At the time, I did not wear the hijab — the Muslim headscarf — but my mother did. Realizing that we were Muslim women, the journalist went from asking me questions about my leadership roles to more personal, though unrelated question. Did my dad “force” my mom to be a homemaker? Would my parents “choose” who I would marry? Would my father “require” me to wear the hijab in the future?
It was clear through his questions that the journalist was making one huge assumption about Muslim women—that we have no prerogative. As soon as we put on a scarf, our brains fall out and we are consequently at the mercy of our oppressive fathers, husbands and sons. When the article came out, I was disappointed with what I saw. Despite my insistence that my parents would only be facilitators in my future nuptials to a husband of my choice, my mother enjoyed her role as the caretaker of the home and I would choose to wear the hijab when I was spiritually ready, none of these points came across. Since I was a Muslim woman, I could only be a pawn of my parents, my future husband, and my community.
Four years have passed since that interview, but not much has changed in the way Muslim women are portrayed by the media. The automatic equation between veiling, oppression and passivity has led to a mischaracterization of Muslim women’s contribution to society. The irony is, despite the under-representation of Muslim women voices in the media, Muslim women make up one of the most educated religious groups in the U.S. and tend to be more active in their communities than their male counterparts. And this is not “in spite” of their religion. For many, including myself, faith has been the catalyst for their educational and professional aspirations. A famous saying by the Prophet Muhammad is “It is the duty of every Muslim man and every Muslim woman to acquire knowledge.”
This year, Islamic Awareness Month at Boston University coincides with Women’s History Month. As a student of history, I am aware of the fact that historiography is too often reduced to “his-story”—that is, men’s roles are well documented, but women are largely left out of the picture. Consequently, it appears that women have not made any valuable contributions to society, which is far from the truth. As a Muslim woman, I am even more painfully aware of the negative consequences of undocumented or wrongly documented history.
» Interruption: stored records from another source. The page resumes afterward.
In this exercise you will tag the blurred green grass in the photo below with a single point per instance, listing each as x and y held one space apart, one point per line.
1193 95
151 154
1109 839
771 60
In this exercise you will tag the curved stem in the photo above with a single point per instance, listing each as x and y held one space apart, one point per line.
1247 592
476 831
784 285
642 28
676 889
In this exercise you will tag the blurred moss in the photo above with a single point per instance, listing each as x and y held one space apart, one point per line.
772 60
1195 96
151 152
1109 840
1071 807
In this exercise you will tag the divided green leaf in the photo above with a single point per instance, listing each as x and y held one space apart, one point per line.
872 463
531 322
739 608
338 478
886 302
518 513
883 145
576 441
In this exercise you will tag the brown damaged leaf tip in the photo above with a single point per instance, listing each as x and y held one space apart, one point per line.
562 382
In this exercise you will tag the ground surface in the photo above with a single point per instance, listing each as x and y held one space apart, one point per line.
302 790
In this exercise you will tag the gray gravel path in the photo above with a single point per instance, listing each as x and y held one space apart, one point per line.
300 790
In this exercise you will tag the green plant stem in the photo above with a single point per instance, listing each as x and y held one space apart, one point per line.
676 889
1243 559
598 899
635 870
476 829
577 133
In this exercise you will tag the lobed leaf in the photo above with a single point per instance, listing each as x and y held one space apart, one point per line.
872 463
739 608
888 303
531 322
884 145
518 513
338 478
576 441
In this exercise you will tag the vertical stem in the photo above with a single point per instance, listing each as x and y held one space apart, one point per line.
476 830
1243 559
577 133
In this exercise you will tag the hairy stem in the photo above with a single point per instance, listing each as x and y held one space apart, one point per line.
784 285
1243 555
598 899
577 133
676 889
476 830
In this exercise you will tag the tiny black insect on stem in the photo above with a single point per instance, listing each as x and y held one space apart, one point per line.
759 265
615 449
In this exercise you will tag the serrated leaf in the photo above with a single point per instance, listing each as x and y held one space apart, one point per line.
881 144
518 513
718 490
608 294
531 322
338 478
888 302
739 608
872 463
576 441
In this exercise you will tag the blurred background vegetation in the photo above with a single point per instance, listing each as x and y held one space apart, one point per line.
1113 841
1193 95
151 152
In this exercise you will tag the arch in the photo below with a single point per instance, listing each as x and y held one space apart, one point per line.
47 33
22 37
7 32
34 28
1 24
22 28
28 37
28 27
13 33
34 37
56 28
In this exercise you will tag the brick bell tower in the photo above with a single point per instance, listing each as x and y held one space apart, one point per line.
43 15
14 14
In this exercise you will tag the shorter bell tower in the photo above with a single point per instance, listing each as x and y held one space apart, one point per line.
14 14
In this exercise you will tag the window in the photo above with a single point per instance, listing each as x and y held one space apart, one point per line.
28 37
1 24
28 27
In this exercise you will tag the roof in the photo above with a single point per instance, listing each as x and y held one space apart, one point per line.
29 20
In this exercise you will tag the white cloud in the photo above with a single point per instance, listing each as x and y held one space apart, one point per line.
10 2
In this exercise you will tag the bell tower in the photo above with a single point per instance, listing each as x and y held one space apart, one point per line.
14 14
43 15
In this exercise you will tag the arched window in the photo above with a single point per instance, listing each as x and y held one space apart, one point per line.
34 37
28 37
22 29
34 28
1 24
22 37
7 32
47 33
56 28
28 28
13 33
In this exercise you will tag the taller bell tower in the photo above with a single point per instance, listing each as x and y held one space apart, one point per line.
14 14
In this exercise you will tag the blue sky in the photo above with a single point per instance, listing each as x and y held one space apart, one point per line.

This Women’s History Month, I will be celebrating the lives of these “forgotten” Muslim women—women like Ayesha bint Abu Bakr, the famous wife of the Prophet Muhammad, who played an instrumental role in the early development of the Islamic civilization. She was a scholar of jurisprudence, an educator and orator. By celebrating her legacy, I hope to not only correct the misrepresentation prevalent in the Western media of Muslim women as inherently uneducated and oppressed, while also reminding those Muslims who do oppress women of the historical precedent they are working against. In this way, history will serve not only as a source of “remembering”, but also as a way to empower today’s men and women.